I just wear unpadded cycle shorts under regular canvas shorts at the mo. and await leggings or biblongs for my birthday.

Other bent trike tips for TheDoctor? 
If you can, have a go on a recumbent cycling machine to get a feel for the 
ride. A comfortable sitting position is paramount.
Trikes are a tad slower than uprights, initially your calves and knees will ask what on earth you think you're doing and so need to be coersed into covering distances that you'd think easy peasy on an upright.
Regular riding and adjustments will bring these niggles down to the minimum. 

Tx


----------



## TheDoctor (6 Mar 2008)

tdr1nka said:


> It might just be the shorts I have, they are seriously padded and great for the MTB but I found they tended to 'bunch' at the top of my thighs resticting leg movement when peddling the trike, making me have to frequently stop to 'adjust' myself.
> 
> I just wear unpadded cycle shorts under regular canvas shorts at the mo. and await leggings or biblongs for my birthday.
> 
> ...




I've done a 'bent in the gym (oo-er), and Pam and I hired a wierd-as-anything 'bent sociable trike (of all things) on holiday a few years ago.

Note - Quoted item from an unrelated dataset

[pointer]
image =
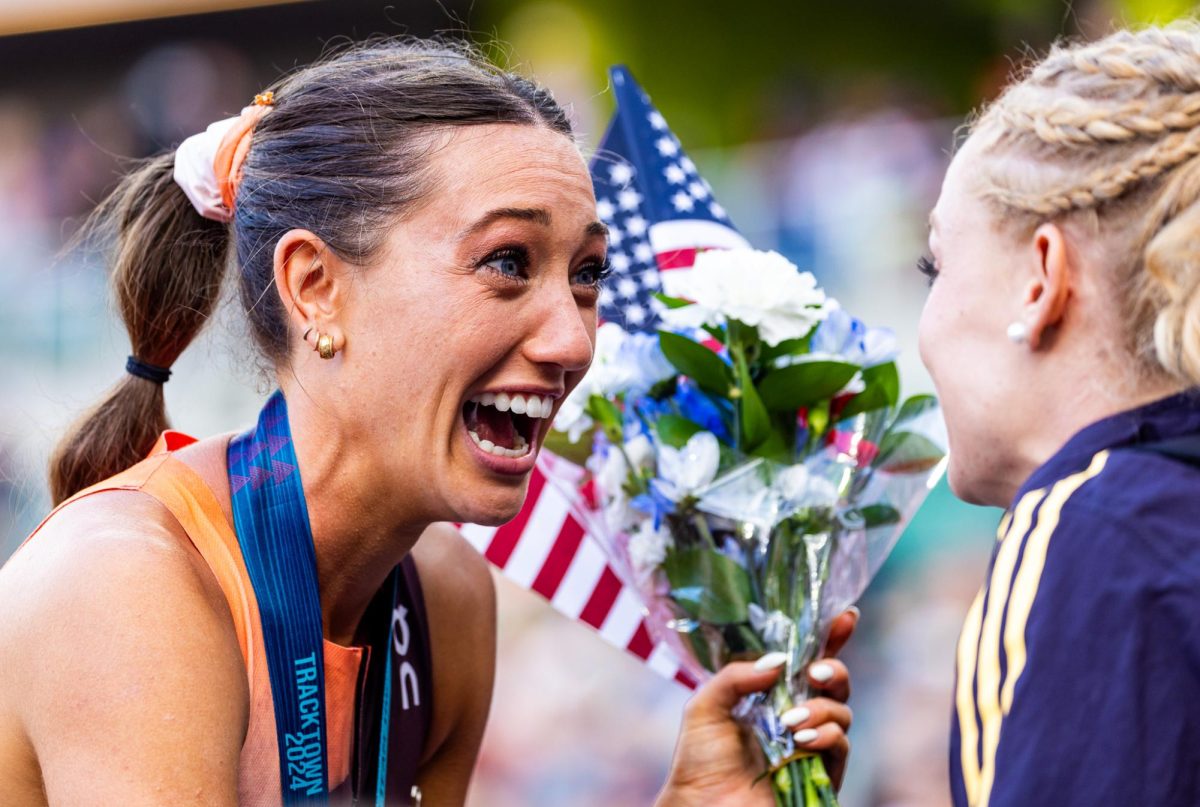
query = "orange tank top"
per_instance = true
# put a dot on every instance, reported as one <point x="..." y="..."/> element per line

Made by Workman, I think. A bit heavy, but good fun and easily usable for a tour, I'd think. You'd need a Transit to move it about, which is why we didn't get one.


----------



## davidwalton (6 Mar 2008)

TheDoctor said:


> I've done a 'bent in the gym (oo-er), and Pam and I hired a wierd-as-anything 'bent sociable trike (of all things) on holiday a few years ago. Made by Workman, I think. A bit heavy, but good fun and easily usable for a tour, I'd think. You'd need a Transit to move it about, which is why we didn't get one.



See
http://www.greenspeed.com.au/gtt.html

The GTTS5 can be broken right down to a pile that should fit in to the back of most small cars.


----------



## squeaker (7 Mar 2008)

tdr1nka said:


> Other bent trike tips for TheDoctor?


Don't try counter steering a trike


----------